The Ontario SPCA and Humane Society

The Ontario SPCA and Humane Society is a registered charity, established in 1873. The Society and its network of communities facilitate and provide for province-wide leadership on matters relating to the prevention of cruelty to animals and the promotion of animal well-being. Offering a variety of mission-based programs, including community-based sheltering, animal wellness services, provincial animal transfers, shelter health & wellness, high-volume spay/neuter services, animal rescue, animal advocacy, Indigenous partnership programs and humane education, the Ontario SPCA is Ontario’s animal charity.

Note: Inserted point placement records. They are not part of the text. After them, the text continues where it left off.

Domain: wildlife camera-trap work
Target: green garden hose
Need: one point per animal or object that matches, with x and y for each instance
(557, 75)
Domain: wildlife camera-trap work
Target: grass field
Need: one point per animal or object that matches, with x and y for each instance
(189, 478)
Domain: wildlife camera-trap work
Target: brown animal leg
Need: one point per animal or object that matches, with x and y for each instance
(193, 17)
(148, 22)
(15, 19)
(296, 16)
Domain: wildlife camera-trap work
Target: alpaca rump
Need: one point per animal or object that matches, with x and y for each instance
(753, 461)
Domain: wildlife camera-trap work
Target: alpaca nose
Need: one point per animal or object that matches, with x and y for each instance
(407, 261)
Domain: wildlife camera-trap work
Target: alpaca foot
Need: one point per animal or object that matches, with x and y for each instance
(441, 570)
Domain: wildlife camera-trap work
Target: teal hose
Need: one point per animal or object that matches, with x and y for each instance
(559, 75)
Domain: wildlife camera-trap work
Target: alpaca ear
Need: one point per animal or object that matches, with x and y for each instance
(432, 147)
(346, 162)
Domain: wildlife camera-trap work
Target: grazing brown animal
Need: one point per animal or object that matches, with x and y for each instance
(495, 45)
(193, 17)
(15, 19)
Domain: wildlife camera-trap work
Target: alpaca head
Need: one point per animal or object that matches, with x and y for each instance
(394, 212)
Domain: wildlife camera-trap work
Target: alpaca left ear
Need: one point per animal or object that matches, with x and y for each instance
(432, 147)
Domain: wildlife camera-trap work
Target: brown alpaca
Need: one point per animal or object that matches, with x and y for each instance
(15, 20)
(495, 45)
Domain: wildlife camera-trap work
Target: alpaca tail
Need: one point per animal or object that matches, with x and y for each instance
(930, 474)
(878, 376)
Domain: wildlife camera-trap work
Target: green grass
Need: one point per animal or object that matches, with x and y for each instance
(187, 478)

The Ontario SPCA and Humane Society Provincial Office sits on the traditional territory of the Wendat, the Anishinabek Nation, the Haudenosaunee Confederacy, the Mississaugas of Scugog, Hiawatha and Alderville First Nations and the Métis Nation. This territory was the subject of the Dish With One Spoon Wampum Belt Covenant, an agreement between the Iroquois Confederacy and the Ojibwe and allied nations to peaceably share and care for the resources around the Great Lakes. The treaties that were signed for this particular parcel of land are collectively referred to as the Williams Treaties of 1923.

The Brant County SPCA

The Brant County SPCA is a not-for-profit organization that has been providing animal protection and welfare services in the City of Brantford and the County of Brant for over 50 years. These services include providing care and shelter for homeless animals, pet adoptions, public surrenders, emergency boarding services and humane education.

The shelter, located at 539 Mohawk Street Brantford, was built in 1969 and has provided a home for homeless animals ever since. These animals include, but are not limited to cats, dogs, rabbits, guinea pigs, and birds. Although domestic animals are housed and cared for at the shelter, the Brant County SPCA also rescues many sick, injured, and orphaned wild animals annually.